The alternative - a turbo bridle. Performs rather similarly to the active one. Which bridle you choose is up to you.

Both of these bridles succesfully decrease the wide turning radius
that was a characteristic of the Orange previously. After numerous
prototype bridles, experiments and compromises, these two are the
ones that work very well with just about all tricks that a modern
kite can be expected to do.

spine weight The spine weight. It helps the kite in fades, backflips and several other
tricks. The weight moves inside the spine (its whole length), so you
should use some "shock absorber" material at both ends: foam or cell
plastic, soft silicone foam etc. work fine. Push it just inside the spine
before you put on an endcap.

A suitable weight has a diameter of 5mm and weighs about 8 grams. I've used a 5mm drill bit covered with some thin packing tape.

parts The fittings you'll need for the Orange. Most are made by Exel, but in my opinion APAs are better, at least their LE connectors - they're readily in the correct angle for joining the spreader and the LE. If you can't find fittings of the correct size, use smaller ones and drill them to size.


  • Icarex or other light polyester or nylon sail fabric ~1,5m2
  • 2 x 150cm Exel 5,5mm tube
  • 1 x 50cm Exel 5mm (5,5) tube
  • 8cm of 6mm carbon tube (for middle T ferrule)
  • 3 x 82,5cm SkyShark P3 or P100
  • 53cm of 3mm solid carbon
  • 5 LE connectors, for instance 6mm. (the extra one is for the middle T)
  • 2+2 standoff connectors
  • 2 nocks for LE's (5,5mm) and 1 for the spine (8mm)
  • 50mm dacron, 3,5m
  • 25mm dacron, 50cm
  • Mylar foil (optional)
  • Nosepiece material, for instance a piece of a seat belt
    (Use something a bit lighter if possible - kevlar is good)
  • 3mm wide bungee cord or long 3,6mm cable ties (2)
  • Dyneema/spectra line for trailing edge, ~4m
  • 7m of bridle line (Dynacore, or ~36kg polyester line, diameter 1,2mm)
  • 6mm wide double-sided tape



The Orange is basically the successor of the Marenki with a slightly different aspect ratio. Durability and simplicity, as well as low weight, were the starting points of the design work. The Orange is easy to fly and able to do lots of tricks: for instance, Fades, Backspins, and Jacob's Ladders are all very nice. Construction-wise, the Orange is simple.
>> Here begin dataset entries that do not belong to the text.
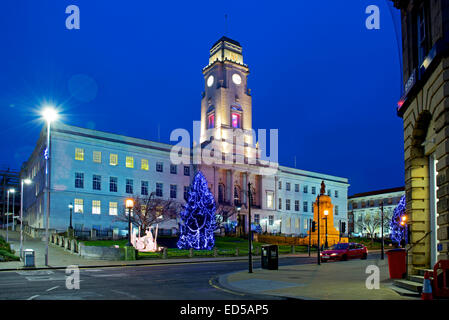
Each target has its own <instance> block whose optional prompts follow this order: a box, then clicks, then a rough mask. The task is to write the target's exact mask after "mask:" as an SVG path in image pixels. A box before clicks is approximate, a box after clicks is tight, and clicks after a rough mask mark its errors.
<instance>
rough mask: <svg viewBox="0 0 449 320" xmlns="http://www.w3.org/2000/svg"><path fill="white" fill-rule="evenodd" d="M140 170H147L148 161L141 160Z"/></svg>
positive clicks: (148, 167) (147, 168) (147, 165)
mask: <svg viewBox="0 0 449 320" xmlns="http://www.w3.org/2000/svg"><path fill="white" fill-rule="evenodd" d="M140 168H141V169H142V170H148V169H149V168H150V167H149V165H148V159H142V161H141V164H140Z"/></svg>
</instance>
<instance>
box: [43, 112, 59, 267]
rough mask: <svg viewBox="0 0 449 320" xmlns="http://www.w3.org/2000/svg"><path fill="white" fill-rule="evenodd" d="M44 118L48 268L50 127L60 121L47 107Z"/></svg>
mask: <svg viewBox="0 0 449 320" xmlns="http://www.w3.org/2000/svg"><path fill="white" fill-rule="evenodd" d="M42 117H43V118H44V120H45V121H46V122H47V148H46V149H45V177H46V179H45V181H46V182H45V185H46V190H47V210H46V212H47V216H46V223H45V242H46V245H45V265H46V266H48V242H49V226H50V155H51V152H50V127H51V123H52V122H53V121H55V120H56V119H58V113H57V112H56V110H55V109H54V108H53V107H50V106H48V107H45V108H44V110H43V111H42Z"/></svg>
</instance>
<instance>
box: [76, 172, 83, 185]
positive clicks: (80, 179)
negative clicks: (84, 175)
mask: <svg viewBox="0 0 449 320" xmlns="http://www.w3.org/2000/svg"><path fill="white" fill-rule="evenodd" d="M75 188H81V189H82V188H84V173H82V172H75Z"/></svg>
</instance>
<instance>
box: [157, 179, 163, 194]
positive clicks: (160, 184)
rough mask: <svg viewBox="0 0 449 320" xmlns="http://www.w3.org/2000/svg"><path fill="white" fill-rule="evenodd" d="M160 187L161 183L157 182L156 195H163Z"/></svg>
mask: <svg viewBox="0 0 449 320" xmlns="http://www.w3.org/2000/svg"><path fill="white" fill-rule="evenodd" d="M162 188H163V184H162V183H160V182H157V183H156V196H158V197H162V196H163V192H162Z"/></svg>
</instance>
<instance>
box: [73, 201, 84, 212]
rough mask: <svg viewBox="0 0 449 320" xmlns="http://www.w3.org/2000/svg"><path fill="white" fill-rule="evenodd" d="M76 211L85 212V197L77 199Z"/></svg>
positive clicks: (76, 204) (78, 211)
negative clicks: (84, 203)
mask: <svg viewBox="0 0 449 320" xmlns="http://www.w3.org/2000/svg"><path fill="white" fill-rule="evenodd" d="M74 209H75V213H83V212H84V201H83V199H75V207H74Z"/></svg>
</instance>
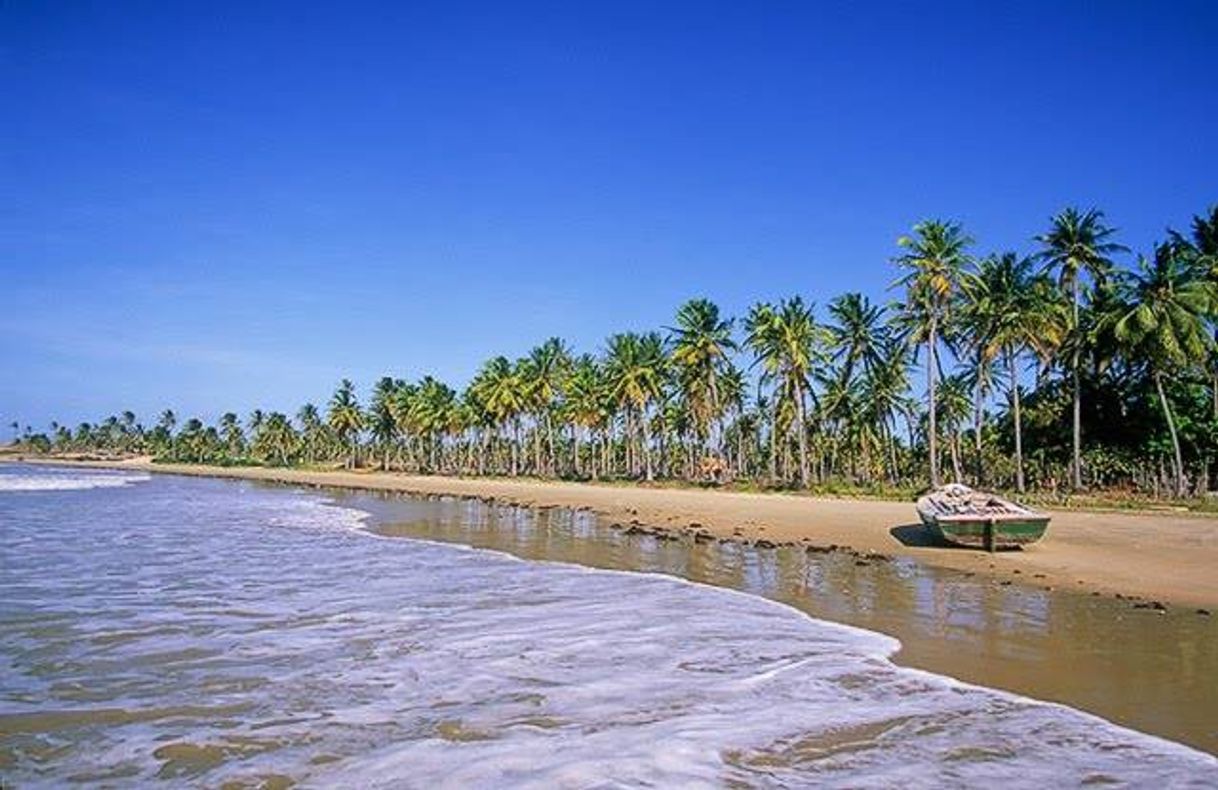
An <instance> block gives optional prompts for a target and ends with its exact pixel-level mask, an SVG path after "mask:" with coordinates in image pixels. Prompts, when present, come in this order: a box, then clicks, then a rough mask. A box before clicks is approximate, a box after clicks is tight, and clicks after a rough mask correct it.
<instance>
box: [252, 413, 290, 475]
mask: <svg viewBox="0 0 1218 790" xmlns="http://www.w3.org/2000/svg"><path fill="white" fill-rule="evenodd" d="M298 441H300V437H297V435H296V430H295V428H294V427H292V424H291V422H289V420H287V416H286V415H284V414H281V413H279V411H272V413H270V414H269V415H266V418H264V419H263V420H262V422H261V424H259V425H258V432H257V435H256V436H255V438H253V446H255V452H257V453H258V454H259V455H262V456H263V458H264V459H267V460H272V461H274V463H278V464H279V465H280V466H287V465H289V464H290V463H291V458H292V455H294V454H295V453H296V447H297V444H298Z"/></svg>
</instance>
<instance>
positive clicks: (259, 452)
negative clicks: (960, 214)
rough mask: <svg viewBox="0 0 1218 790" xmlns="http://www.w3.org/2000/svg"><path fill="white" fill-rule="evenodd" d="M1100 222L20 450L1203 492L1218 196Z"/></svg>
mask: <svg viewBox="0 0 1218 790" xmlns="http://www.w3.org/2000/svg"><path fill="white" fill-rule="evenodd" d="M1114 239H1116V231H1114V230H1113V229H1112V228H1111V226H1108V225H1107V224H1106V222H1105V217H1104V214H1102V213H1101V212H1097V211H1094V209H1093V211H1086V212H1083V211H1078V209H1073V208H1068V209H1066V211H1063V212H1061V213H1060V214H1057V215H1056V217H1054V218H1051V220H1050V224H1049V230H1047V231H1046V232H1044V234H1041V235H1038V236H1035V237H1034V243H1035V247H1034V248H1033V250H1029V251H1028V253H1027V254H1026V256H1021V254H1018V253H1015V252H1001V253H996V254H989V256H984V257H977V256H974V254H973V248H974V242H973V240H972V239H970V237H968V235H967V234H966V232H965V230H963V229H962V228H961V226H960V225H959V224H957V223H952V222H924V223H920V224H918V225H917V226H915V228H914V231H912V234H911V235H909V236H904V237H901V239H900V240H899V241H898V245H899V251H898V254H896V256H895V257H894V262H895V264H896V265H898V267H899V269H900V271H901V276H900V279H899V280H898V281H896V282H895V284H894V286H893V287H894V291H898V292H899V298H898V299H896V301H895V302H894V303H893V304H888V306H883V304H876V303H873V302H871V301H870V299H868V298H867V297H866V296H862V295H860V293H845V295H843V296H839V297H837V298H834V299H832V301H831V302H829V303H828V304H827V307H826V309H825V313H823V319H821V318H818V316H817V312H816V310H815V309H814V306H812V304H810V303H806V302H805V301H804V299H801V298H800V297H798V296H797V297H793V298H789V299H784V301H781V302H778V303H773V304H771V303H759V304H755V306H754V307H753V308H752V309H749V310H748V314H747V315H744V316H742V320H739V321H738V323H737V320H736V319H733V318H730V316H725V315H722V314H721V312H720V309H719V307H717V306H715V304H714V303H713V302H710V301H706V299H693V301H691V302H687V303H686V304H683V306H681V308H680V309H678V310H677V313H676V316H675V320H674V323H672V326H669V327H665V329H664V330H663V331H650V332H624V334H618V335H613V336H610V337H609V338H608V340H607V342H605V344H604V347H603V349H602V351H600V353H599V354H594V355H593V354H582V355H576V354H575V353H572V351H571V349H570V348H569V347H568V344H566V343H564V342H563V341H561V340H559V338H551V340H547V341H546V342H544V343H542V344H541V346H538V347H537V348H535V349H533V351H532V352H530V353H529V354H527V355H525V357H524V358H521V359H518V360H515V362H513V360H510V359H508V358H505V357H495V358H492V359H490V360H488V362H487V363H486V364H485V365H482V368H481V369H480V370H479V371H477V372H476V375H475V376H474V379H473V381H470V383H469V386H466V387H465V388H464V390H463V391H457V390H454V388H453V387H451V386H448V385H446V383H443V382H441V381H437V380H435V379H432V377H430V376H426V377H424V379H421V380H419V381H417V382H408V381H403V380H401V379H392V377H385V379H381V380H380V381H378V382H375V386H374V387H373V391H371V397H370V398H369V400H368V404H367V407H364V405H362V404H361V402H359V398H358V396H357V392H356V387H354V386H353V385H352V382H350V381H346V380H345V381H342V383H341V385H340V386H339V388H337V391H336V392H335V393H334V396H333V398H331V399H330V402H329V403H328V405H326V407H325V409H324V410H319V409H318V408H315V407H314V405H312V404H306V405H305V407H302V408H301V409H300V411H298V413H297V414H296V419H295V420H290V419H289V418H287V416H286V415H285V414H283V413H278V411H273V413H269V414H263V413H262V411H255V413H253V414H252V415H251V416H250V418H248V419H247V420H246V421H245V425H244V426H242V424H241V420H239V418H238V415H235V414H231V413H230V414H225V415H223V416H222V418H220V419H219V421H218V422H217V424H216V425H214V426H208V425H203V422H202V421H200V420H197V419H191V420H188V421H186V422H184V424H181V425H180V426H179V425H178V420H177V418H175V415H174V414H173V413H172V411H166V413H164V414H162V415H161V418H160V420H158V421H157V424H156V425H155V426H153V427H151V428H145V427H143V426H141V425H139V424H138V422H136V420H135V415H134V414H132V413H129V411H128V413H124V414H123V415H122V416H113V418H110V419H107V420H105V421H104V422H101V424H99V425H90V424H83V425H80V426H78V427H77V428H76V430H69V428H67V427H65V426H60V425H52V426H51V431H50V433H49V435H40V433H39V435H35V433H33V432H30V431H29V428H27V430H26V432H24V435H23V436H22V438H21V442H19V444H21V446H22V447H23V448H26V449H28V450H41V452H77V453H107V454H113V453H150V454H153V455H156V456H157V458H158V459H161V460H167V461H168V460H173V461H190V463H213V464H269V465H317V464H330V465H333V464H342V465H343V466H346V467H348V469H354V467H359V466H378V467H380V469H386V470H404V471H410V472H423V474H458V475H513V476H515V475H535V476H546V477H563V478H580V480H587V478H591V480H618V481H626V480H638V481H687V482H702V483H731V484H734V486H738V487H745V488H799V489H812V491H821V492H838V493H843V492H859V493H865V494H868V493H870V494H883V493H885V492H909V491H912V489H916V488H920V487H923V486H926V484H927V483H938V482H940V481H942V480H943V478H944V477H945V476H948V475H946V470H949V469H950V477H951V478H952V480H957V481H962V482H970V483H974V484H978V486H983V487H988V488H1000V489H1013V491H1018V492H1021V493H1023V492H1029V495H1032V497H1034V498H1038V499H1041V500H1044V499H1045V498H1054V497H1058V495H1062V494H1065V493H1067V492H1080V491H1088V489H1089V491H1093V492H1094V491H1113V489H1119V491H1122V492H1124V493H1125V494H1128V497H1129V498H1130V499H1136V500H1140V499H1142V498H1146V497H1161V495H1166V497H1189V495H1197V494H1200V493H1203V492H1205V491H1208V489H1209V488H1212V487H1213V483H1214V477H1216V472H1218V464H1216V461H1218V351H1216V349H1218V207H1216V208H1212V209H1209V212H1208V213H1207V214H1206V215H1202V217H1196V218H1194V222H1192V226H1191V229H1190V230H1189V232H1175V231H1168V235H1167V237H1166V240H1164V241H1162V243H1158V245H1156V247H1155V250H1153V251H1152V254H1151V257H1150V258H1139V259H1138V260H1136V262H1135V264H1134V265H1133V267H1123V265H1122V264H1121V263H1119V260H1118V258H1119V257H1121V256H1123V254H1125V253H1127V251H1125V248H1124V247H1123V246H1121V245H1119V243H1117V241H1116V240H1114ZM917 366H924V371H926V374H924V375H926V390H924V398H922V397H920V396H921V392H920V390H921V386H918V387H917V388H915V386H914V385H912V382H911V376H912V371H914V370H915V369H916V368H917ZM920 379H921V376H920ZM13 430H15V432H16V431H17V426H16V425H15V426H13Z"/></svg>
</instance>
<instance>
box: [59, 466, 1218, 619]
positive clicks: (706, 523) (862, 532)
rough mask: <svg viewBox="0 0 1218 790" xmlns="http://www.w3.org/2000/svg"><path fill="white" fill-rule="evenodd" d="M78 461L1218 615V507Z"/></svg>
mask: <svg viewBox="0 0 1218 790" xmlns="http://www.w3.org/2000/svg"><path fill="white" fill-rule="evenodd" d="M46 463H56V461H46ZM58 463H62V461H58ZM78 463H82V464H86V465H91V466H107V467H116V466H117V467H122V469H138V470H143V471H150V472H161V474H177V475H199V476H209V477H231V478H241V480H257V481H267V482H281V483H294V484H305V486H320V487H335V488H351V489H365V491H395V492H403V493H410V494H429V495H435V494H441V495H454V497H471V498H480V499H495V500H499V502H505V503H512V504H519V505H526V506H535V508H571V509H588V510H592V511H594V512H597V514H599V515H602V516H603V517H604V519H607V520H609V521H613V522H618V523H621V525H622V526H624V527H628V526H631V525H641V526H646V527H649V528H660V530H671V531H702V532H705V533H709V534H711V536H714V537H716V538H723V539H736V540H752V542H755V540H769V542H772V543H777V544H781V543H792V542H795V543H806V544H808V545H814V547H821V548H823V547H829V545H836V547H843V548H849V549H853V550H856V551H860V553H877V554H884V555H890V556H909V558H912V559H915V560H917V561H920V562H924V564H927V565H931V566H937V567H948V568H955V570H961V571H966V572H976V573H978V575H983V576H995V577H1000V578H1002V579H1004V581H1011V582H1013V583H1018V584H1026V586H1035V587H1040V588H1055V589H1072V590H1077V592H1088V593H1101V594H1107V595H1122V596H1127V598H1136V599H1140V600H1141V601H1160V603H1162V604H1164V605H1173V606H1189V607H1195V609H1199V610H1207V611H1208V610H1211V609H1213V610H1216V615H1214V616H1218V519H1216V517H1205V516H1197V515H1189V514H1174V512H1173V514H1167V512H1164V514H1132V512H1130V514H1127V512H1085V511H1073V510H1071V511H1054V514H1052V516H1054V517H1052V523H1051V525H1050V527H1049V533H1047V534H1046V536H1045V538H1044V539H1043V540H1041V542H1040V543H1038V544H1035V545H1033V547H1029V548H1027V549H1024V550H1017V551H1000V553H995V554H987V553H983V551H977V550H970V549H952V548H944V547H939V545H927V534H926V532H924V531H923V530H922V527H921V526H920V525H918V520H917V514H916V512H915V510H914V503H906V502H875V500H857V499H825V498H814V497H805V495H795V494H775V493H737V492H723V491H713V489H697V488H659V487H646V486H638V484H591V483H571V482H558V481H537V480H504V478H458V477H440V476H418V475H402V474H392V472H374V471H354V472H352V471H312V470H297V469H264V467H213V466H195V465H178V464H152V463H150V461H149V460H147V459H134V460H124V461H78Z"/></svg>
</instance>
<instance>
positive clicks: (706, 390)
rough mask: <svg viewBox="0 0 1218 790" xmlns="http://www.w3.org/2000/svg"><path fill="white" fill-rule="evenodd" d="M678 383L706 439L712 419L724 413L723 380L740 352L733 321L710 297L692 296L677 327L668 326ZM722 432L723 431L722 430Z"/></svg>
mask: <svg viewBox="0 0 1218 790" xmlns="http://www.w3.org/2000/svg"><path fill="white" fill-rule="evenodd" d="M667 331H669V337H670V340H671V342H672V365H674V368H675V372H676V374H677V382H678V385H680V386H681V388H682V391H683V392H685V397H686V399H687V400H688V402H689V409H691V413H692V415H693V420H694V430H695V431H697V433H698V439H699V441H700V442H705V439H706V437H708V435H709V428H710V424H711V421H716V420H720V419H721V418H722V414H723V399H722V393H721V392H720V386H719V380H720V377H721V376H722V375H723V371H725V370H726V368H727V364H728V353H730V352H732V351H736V341H733V340H732V321H731V319H723V318H721V316H720V314H719V306H716V304H715V303H714V302H711V301H709V299H691V301H688V302H686V303H685V304H682V306H681V307H680V309H677V315H676V326H670V327H667ZM720 432H722V431H720Z"/></svg>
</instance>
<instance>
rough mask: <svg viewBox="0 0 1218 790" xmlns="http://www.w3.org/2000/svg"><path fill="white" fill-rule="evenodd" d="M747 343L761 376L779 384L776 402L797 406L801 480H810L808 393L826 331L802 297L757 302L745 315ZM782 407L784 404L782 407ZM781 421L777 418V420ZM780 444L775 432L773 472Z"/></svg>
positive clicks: (773, 442)
mask: <svg viewBox="0 0 1218 790" xmlns="http://www.w3.org/2000/svg"><path fill="white" fill-rule="evenodd" d="M745 332H747V338H745V344H747V346H748V347H749V348H750V349H752V351H753V354H754V358H755V363H754V364H758V365H761V379H762V381H765V382H769V383H772V385H773V386H775V388H776V404H777V403H782V402H786V403H789V404H792V405H793V407H794V418H795V431H797V438H798V441H799V482H800V484H801V486H803V487H804V488H806V487H808V486H809V483H810V475H809V467H808V427H806V422H808V394H809V393H810V392H811V376H812V369H814V364H815V360H816V353H817V346H818V344H820V341H821V340H823V332H822V330H820V329H818V327H817V325H816V320H815V318H814V316H812V308H811V306H805V304H804V301H803V299H801V298H800V297H798V296H797V297H794V298H792V299H787V301H783V302H781V303H780V304H778V306H777V307H773V306H771V304H766V303H761V304H755V306H753V309H752V310H750V312H749V315H748V318H747V319H745ZM778 408H781V407H778ZM776 422H777V420H776ZM776 454H777V444H776V441H775V435H771V474H773V469H775V465H776V460H775V459H776Z"/></svg>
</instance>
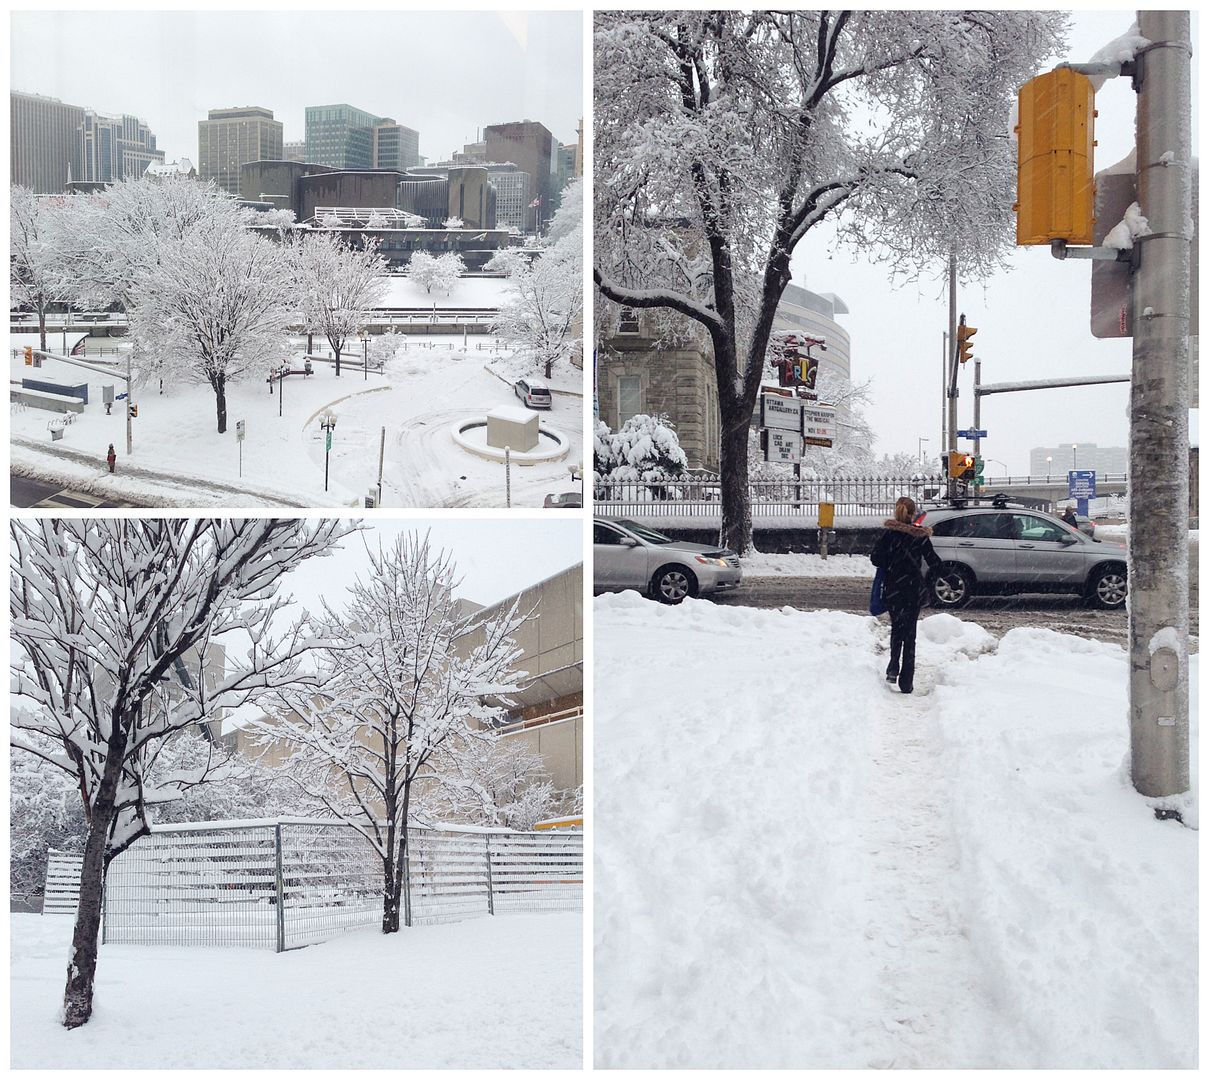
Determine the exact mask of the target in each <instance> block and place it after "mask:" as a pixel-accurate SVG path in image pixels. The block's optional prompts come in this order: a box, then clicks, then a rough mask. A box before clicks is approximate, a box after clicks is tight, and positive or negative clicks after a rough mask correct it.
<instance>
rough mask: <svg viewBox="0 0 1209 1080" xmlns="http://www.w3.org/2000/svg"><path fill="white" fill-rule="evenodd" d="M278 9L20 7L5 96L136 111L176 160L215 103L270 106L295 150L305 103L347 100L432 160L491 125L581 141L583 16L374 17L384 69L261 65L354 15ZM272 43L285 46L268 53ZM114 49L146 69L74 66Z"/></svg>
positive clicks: (325, 35) (195, 138) (307, 52)
mask: <svg viewBox="0 0 1209 1080" xmlns="http://www.w3.org/2000/svg"><path fill="white" fill-rule="evenodd" d="M282 15H283V13H280V12H248V13H239V15H238V17H236V15H235V13H233V12H214V13H202V12H133V11H132V12H87V11H83V12H80V11H76V12H15V13H13V15H12V21H11V54H12V63H11V76H10V88H11V89H13V91H21V92H23V93H31V94H39V96H42V97H51V98H57V99H59V100H60V102H63V103H66V104H71V105H79V106H81V108H83V109H88V110H93V111H96V112H99V114H103V115H106V116H110V115H132V116H138V117H139V119H140V120H144V121H146V123H147V126H149V127H150V128H151V131H152V132H155V134H156V139H157V145H158V148H160V149H161V150H163V151H164V154H166V160H168V161H174V160H179V158H181V157H187V158H190V160H196V158H197V157H198V138H197V123H198V121H201V120H204V119H206V117H207V116H208V114H209V111H210V110H212V109H233V108H241V106H262V108H266V109H271V110H272V111H273V115H274V117H276V119H277V120H279V121H280V122H282V123H283V135H284V142H288V143H289V142H300V140H302V139H303V137H305V114H306V108H307V106H317V105H325V104H332V103H348V104H351V105H355V106H357V108H360V109H365V110H371V111H375V112H376V114H377V115H380V116H389V117H393V119H394V120H395V121H397V122H398V123H399V125H403V126H406V127H410V128H415V129H416V131H418V132H420V154H421V155H422V156H423V157H424V158H427V160H429V161H438V160H447V158H449V157H450V156H451V155H452V154H453V152H455V151H458V150H461V149H462V146H463V145H464V144H465V143H470V142H474V140H475V138H476V137H478V135H479V133H480V132H481V131H482V128H485V127H487V126H488V125H493V123H505V122H511V121H517V120H537V121H540V122H542V123H544V125H545V126H546V127H548V128H549V129H550V131H551V132H553V133H554V137H555V138H556V139H557V140H560V142H561V143H565V144H574V142H575V138H577V127H578V122H579V117H580V116H582V115H583V104H582V88H583V69H582V34H580V25H582V23H580V15H579V12H450V13H436V12H416V13H407V15H401V13H391V12H372V13H368V15H366V18H370V19H372V22H374V28H375V33H376V35H377V39H381V40H382V41H386V42H388V47H395V46H397V52H392V53H391V54H389V62H388V63H382V64H364V63H360V62H358V63H347V62H345V60H341V62H339V63H322V64H318V63H317V64H314V65H312V67H308V68H307V69H306V70H305V71H301V70H297V69H296V68H295V67H293V65H290V63H289V62H285V67H284V69H283V67H282V64H278V63H272V62H270V60H266V57H272V56H274V54H276V56H283V57H290V58H294V57H299V56H307V54H308V53H310V52H311V51H313V50H314V44H316V42H317V41H325V40H328V39H329V37H330V35H331V33H332V25H331V23H332V21H347V19H348V18H349V16H347V15H345V13H337V12H314V11H307V12H296V13H291V15H290V17H289V21H288V22H285V21H284V19H283V17H282ZM266 40H270V41H274V42H276V45H277V46H279V47H278V48H273V50H272V51H266V48H265V41H266ZM434 42H440V44H441V45H449V47H447V48H445V47H442V48H434V47H433V44H434ZM114 51H120V52H121V53H123V54H137V56H138V57H139V60H140V63H139V65H126V67H122V68H112V67H106V65H92V64H81V63H79V59H80V57H81V56H94V54H106V52H114ZM451 54H452V64H451ZM215 57H221V62H216V60H215ZM296 70H297V74H295V71H296ZM450 75H452V76H453V77H452V79H450V77H446V76H450ZM434 87H439V88H440V92H439V93H435V92H434Z"/></svg>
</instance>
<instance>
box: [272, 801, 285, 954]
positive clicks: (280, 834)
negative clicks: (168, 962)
mask: <svg viewBox="0 0 1209 1080" xmlns="http://www.w3.org/2000/svg"><path fill="white" fill-rule="evenodd" d="M273 847H274V848H276V849H277V952H279V953H284V952H285V874H284V873H283V872H282V822H280V821H278V822H277V825H276V826H274V827H273Z"/></svg>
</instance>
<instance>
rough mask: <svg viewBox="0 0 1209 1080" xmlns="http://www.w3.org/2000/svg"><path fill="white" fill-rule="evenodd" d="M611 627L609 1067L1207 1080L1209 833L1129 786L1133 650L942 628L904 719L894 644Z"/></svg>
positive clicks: (635, 623) (609, 824)
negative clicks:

I myself only used the best available materials to achieve a good balance between light weight and durability - Icarex PC31 sail fabric and SkyShark 3P spars. However, the leading edge has Exel's pultruded 5,5mm spars, which are relatively cheap. This is a good frame compromise. You can also make an Orange using only pultruded spars. In this case, use Exel RCF 5,5 for the LE's and upper spreader and Exel RCF 6 for the spine and lower spreaders. I believe this combination should work fine. I haven't made an all-pultruded frame Orange myself, so I can't say for sure, but I have lots of experience from other kites.

If you want, you can design a layout for the kite. I haven't made one for the Orange, since it's always been a "prototype" kind of kite - my main goal has been to get the flying characteristics right. Also, I think single-color kites are beautiful. ;-)

At the end of the illustrated instructions you'll find the actual plans, which should not be scaled, as the dimensions are not necessarily quite correct in the image. First draw a grid (10X10cm) on a separate paper and then draw the "template" on it. The instructions don't cover every finest detail, so you're allowed to use your own head where needed. Should you encounter problems, you can also send me some mail - I'll answer when I can.